The ever-radiant Jennifer Saxman and her adorable daughter.

It’s Jennifer Saxman’s fault.

23 years of an on-again-off-again journalism career started because a young woman who I really didn’t know all that well went out of her way to be nice to me.

A long list of editors I have chafed over the years will surely be happy to finally have a name to hang their pain on.

But I’m serious. Without Ms. Saxman, who celebrates her birthday today, I probably wouldn’t be where I am now, uncovering the hidden stories of Coupeville sports and flipping the bird to the robber barons up in Moosejaw who now own all the local newspapers.

When my dad decided to suddenly move us from Tumwater to Whidbey Island in the middle of 12th grade, thus opening up the rare chance to serve out an extra semester of high school against my will, I was ticked off.

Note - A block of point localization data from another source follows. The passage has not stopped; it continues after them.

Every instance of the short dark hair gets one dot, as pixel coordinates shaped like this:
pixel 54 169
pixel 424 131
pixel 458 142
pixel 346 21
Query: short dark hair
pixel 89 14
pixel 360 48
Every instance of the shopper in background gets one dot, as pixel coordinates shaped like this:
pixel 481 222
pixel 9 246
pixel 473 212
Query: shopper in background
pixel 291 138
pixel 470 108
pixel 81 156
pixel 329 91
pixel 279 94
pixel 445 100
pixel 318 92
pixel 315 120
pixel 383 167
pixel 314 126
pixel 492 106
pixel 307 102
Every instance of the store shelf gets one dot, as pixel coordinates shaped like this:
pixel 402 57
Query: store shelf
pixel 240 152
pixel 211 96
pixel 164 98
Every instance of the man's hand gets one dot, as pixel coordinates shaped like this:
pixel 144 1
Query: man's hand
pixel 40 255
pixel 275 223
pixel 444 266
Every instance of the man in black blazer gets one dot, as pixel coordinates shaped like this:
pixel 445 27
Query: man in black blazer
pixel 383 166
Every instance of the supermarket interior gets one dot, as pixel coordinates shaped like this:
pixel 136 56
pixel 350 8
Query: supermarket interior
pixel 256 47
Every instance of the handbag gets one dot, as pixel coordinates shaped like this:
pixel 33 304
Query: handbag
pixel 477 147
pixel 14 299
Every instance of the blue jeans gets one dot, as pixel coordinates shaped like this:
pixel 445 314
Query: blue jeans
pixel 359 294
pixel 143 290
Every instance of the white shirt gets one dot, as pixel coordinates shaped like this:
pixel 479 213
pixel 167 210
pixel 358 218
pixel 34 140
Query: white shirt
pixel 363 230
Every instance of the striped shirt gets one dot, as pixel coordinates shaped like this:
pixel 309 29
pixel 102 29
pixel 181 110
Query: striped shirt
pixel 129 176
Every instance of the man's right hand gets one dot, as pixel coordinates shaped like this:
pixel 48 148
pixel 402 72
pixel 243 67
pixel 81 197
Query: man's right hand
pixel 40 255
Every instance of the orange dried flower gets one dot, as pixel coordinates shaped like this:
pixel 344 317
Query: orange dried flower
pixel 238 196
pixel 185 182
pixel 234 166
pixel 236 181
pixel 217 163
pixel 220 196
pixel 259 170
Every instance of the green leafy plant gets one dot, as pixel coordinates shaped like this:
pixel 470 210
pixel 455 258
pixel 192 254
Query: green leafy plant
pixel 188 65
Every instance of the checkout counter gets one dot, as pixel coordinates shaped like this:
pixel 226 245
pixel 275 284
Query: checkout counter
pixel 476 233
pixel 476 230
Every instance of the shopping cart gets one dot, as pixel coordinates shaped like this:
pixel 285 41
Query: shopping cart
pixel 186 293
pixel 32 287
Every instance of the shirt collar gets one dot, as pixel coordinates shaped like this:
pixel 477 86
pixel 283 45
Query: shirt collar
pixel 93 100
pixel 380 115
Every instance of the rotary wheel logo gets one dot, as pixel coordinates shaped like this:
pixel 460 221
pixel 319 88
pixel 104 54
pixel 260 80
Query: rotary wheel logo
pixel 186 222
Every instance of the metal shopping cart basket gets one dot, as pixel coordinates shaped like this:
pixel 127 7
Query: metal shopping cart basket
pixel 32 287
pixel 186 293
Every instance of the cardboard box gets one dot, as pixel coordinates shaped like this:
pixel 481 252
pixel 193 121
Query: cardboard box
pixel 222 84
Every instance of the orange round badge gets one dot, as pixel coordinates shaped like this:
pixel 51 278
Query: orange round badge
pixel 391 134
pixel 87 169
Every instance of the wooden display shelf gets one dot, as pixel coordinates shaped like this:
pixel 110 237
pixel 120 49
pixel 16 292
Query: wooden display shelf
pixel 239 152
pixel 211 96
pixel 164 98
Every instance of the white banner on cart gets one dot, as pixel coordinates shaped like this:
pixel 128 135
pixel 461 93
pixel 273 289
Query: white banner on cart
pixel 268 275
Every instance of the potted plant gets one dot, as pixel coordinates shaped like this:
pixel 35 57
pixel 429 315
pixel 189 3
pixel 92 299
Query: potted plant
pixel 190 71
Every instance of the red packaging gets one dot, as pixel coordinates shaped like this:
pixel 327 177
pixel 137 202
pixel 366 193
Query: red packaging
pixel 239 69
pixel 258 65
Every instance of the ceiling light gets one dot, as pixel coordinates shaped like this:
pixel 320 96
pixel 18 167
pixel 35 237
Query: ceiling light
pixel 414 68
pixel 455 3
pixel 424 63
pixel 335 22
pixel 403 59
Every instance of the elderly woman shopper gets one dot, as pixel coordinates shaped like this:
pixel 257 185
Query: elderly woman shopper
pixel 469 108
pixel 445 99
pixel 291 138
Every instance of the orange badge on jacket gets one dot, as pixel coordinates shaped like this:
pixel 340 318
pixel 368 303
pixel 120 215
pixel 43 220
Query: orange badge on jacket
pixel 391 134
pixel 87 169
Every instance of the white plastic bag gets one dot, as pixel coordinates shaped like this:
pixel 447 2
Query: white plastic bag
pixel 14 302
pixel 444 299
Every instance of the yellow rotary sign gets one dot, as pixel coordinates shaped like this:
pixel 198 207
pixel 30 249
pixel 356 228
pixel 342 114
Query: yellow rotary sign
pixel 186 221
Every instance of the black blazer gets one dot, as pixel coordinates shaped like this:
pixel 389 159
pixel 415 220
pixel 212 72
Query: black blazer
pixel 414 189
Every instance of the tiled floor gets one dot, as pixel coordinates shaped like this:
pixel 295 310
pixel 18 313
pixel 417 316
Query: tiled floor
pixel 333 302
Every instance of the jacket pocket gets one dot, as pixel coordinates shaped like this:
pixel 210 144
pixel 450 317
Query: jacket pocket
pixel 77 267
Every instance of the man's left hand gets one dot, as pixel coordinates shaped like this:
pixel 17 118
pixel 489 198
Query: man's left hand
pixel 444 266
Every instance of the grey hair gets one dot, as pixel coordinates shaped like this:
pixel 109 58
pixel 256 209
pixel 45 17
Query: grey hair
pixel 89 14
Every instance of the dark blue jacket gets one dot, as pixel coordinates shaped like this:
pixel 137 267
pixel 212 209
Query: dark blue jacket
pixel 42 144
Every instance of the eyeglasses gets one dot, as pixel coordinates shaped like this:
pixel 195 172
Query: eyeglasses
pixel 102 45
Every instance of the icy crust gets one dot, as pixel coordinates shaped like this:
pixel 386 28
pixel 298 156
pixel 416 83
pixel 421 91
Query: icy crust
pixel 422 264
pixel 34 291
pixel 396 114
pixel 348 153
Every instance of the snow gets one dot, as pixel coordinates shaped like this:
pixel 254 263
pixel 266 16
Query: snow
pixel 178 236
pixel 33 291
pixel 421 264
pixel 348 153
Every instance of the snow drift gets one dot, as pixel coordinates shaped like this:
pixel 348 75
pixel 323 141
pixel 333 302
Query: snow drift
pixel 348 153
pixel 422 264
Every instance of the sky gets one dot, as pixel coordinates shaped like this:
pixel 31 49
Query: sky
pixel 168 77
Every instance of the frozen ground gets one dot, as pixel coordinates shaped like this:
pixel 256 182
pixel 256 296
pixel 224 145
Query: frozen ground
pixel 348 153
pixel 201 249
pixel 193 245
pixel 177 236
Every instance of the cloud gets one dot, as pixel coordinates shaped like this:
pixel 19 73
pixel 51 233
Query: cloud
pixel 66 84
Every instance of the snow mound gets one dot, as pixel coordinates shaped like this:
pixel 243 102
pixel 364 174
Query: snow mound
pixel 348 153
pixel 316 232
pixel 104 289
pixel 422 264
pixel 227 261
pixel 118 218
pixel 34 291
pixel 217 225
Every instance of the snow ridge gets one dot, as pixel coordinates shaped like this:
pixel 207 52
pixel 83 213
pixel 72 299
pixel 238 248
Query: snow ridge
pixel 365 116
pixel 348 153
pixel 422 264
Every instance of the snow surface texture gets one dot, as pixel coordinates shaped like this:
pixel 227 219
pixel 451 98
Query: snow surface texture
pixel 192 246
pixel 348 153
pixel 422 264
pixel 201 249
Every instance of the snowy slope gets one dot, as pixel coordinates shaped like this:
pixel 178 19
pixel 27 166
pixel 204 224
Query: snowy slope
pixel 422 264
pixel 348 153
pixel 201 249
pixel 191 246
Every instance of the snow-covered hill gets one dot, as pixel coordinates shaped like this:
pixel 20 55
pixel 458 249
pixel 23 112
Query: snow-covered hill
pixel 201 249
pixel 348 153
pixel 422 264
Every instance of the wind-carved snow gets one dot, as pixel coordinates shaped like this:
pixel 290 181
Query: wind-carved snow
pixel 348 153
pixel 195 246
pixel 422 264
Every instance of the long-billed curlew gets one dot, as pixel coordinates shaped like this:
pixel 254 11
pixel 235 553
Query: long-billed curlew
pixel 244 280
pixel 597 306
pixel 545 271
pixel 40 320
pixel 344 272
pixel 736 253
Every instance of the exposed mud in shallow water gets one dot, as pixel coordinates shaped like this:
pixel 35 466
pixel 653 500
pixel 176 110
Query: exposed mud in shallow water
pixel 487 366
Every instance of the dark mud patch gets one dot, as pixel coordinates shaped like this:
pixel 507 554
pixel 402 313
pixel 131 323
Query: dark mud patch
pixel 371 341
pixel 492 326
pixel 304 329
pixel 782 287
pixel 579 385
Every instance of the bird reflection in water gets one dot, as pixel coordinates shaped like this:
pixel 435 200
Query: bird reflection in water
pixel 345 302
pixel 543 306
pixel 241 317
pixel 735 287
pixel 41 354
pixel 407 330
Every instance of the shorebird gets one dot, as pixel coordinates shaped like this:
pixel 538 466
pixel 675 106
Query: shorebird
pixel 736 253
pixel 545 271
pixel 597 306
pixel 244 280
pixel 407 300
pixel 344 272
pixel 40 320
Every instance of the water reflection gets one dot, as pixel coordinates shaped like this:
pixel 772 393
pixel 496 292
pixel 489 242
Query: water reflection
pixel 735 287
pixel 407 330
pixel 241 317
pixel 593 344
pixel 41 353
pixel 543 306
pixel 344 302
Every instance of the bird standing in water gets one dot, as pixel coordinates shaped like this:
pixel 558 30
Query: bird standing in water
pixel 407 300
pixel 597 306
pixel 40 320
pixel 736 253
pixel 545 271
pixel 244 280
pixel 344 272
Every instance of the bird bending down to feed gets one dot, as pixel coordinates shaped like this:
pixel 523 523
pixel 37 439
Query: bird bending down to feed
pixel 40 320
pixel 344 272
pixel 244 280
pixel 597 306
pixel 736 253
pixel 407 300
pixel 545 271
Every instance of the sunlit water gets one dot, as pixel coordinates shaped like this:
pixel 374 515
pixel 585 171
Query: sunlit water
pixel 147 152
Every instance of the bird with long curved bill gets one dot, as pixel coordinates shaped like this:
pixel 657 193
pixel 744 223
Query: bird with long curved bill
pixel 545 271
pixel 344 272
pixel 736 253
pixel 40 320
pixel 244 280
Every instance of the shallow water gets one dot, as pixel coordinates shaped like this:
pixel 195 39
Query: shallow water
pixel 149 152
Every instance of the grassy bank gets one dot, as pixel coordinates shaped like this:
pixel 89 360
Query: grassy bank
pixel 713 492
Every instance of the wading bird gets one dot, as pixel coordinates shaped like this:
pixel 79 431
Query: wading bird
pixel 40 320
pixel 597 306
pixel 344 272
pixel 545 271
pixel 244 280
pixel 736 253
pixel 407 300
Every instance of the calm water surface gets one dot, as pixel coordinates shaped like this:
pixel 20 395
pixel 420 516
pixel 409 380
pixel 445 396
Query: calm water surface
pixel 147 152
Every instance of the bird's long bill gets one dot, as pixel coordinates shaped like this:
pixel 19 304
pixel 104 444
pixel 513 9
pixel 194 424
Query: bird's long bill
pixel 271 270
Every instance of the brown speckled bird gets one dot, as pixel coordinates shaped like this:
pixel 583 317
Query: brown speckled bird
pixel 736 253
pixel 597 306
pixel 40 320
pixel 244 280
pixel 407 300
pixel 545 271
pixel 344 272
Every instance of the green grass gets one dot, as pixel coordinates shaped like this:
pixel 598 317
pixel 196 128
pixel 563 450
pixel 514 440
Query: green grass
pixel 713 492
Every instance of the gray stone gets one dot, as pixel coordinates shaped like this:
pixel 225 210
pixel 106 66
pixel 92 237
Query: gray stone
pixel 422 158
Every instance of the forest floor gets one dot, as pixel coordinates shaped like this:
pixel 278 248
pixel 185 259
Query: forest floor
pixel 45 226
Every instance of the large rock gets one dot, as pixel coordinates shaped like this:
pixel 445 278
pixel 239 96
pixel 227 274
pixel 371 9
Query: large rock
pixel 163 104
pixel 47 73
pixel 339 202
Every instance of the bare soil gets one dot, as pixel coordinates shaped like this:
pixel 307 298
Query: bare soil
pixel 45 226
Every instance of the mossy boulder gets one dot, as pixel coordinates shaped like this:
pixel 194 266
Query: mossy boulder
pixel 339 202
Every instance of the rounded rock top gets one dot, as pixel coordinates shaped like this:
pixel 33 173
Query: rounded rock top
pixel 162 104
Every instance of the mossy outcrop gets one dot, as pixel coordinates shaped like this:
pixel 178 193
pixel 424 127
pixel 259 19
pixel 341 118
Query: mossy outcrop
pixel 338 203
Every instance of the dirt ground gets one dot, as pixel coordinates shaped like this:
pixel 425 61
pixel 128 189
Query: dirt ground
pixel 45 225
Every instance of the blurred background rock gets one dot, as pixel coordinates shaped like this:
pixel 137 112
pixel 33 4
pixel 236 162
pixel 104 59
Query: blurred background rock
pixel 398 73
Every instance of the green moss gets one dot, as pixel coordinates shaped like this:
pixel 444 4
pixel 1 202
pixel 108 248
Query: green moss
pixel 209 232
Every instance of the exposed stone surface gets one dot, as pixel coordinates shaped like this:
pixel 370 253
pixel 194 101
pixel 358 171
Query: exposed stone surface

When I signed up for the six classes I would have to endure as a fifth-year senior, with my graduation now bumped to January of 1990 instead of June of ’89, I ended up with a motley mix that included two teachers that no rational student wanted (I later learned), a class on how to start a small business (that I skipped on a regular basis) and, despite the protests of a counselor, journalism.

Using the three published stories I had from my time at THS (a graphic story on child sexual abuse, an editorial calling for Ted Bundy to be fried and a third piece lost to the mists of time), I fast-talked my way past the journalism teacher (current News-Times Sports Editor Jim Waller), and then ran into Saxman.

A radiant, confident young woman with a mane of curls, Jennifer was one of those rare examples of a person who you know is going places even at a young age. While the rest of us flopped around, she moved with a genuine grace.

As the Sports Editor of the Oak Harbor High School newspaper, The Breeze, she didn’t have to let me have a single story.

She didn’t know me, I had no actual sports clips and when everyone else volunteered to write one story, I rashly insisted I could write the whole sports section and maybe she should let me write a column while we were at it.

And to my great surprise, she let me. And she didn’t take the column away even when I started getting angry “fan letters” the very next week.

For whatever reason, the brilliant young woman who would go on to be a successful psychologist and mom to a really cute little girl, let me babble away.

Thousands of stories, hundreds of “fan letters” and a lot of burnt bridges later, I’m still at it. The venue changes, but the writing has never stopped.

But it likely would never have started without Jennifer Saxman.

So today, on her birthday, I offer a public thank you to a woman who, with one gesture, gave me a new direction in life.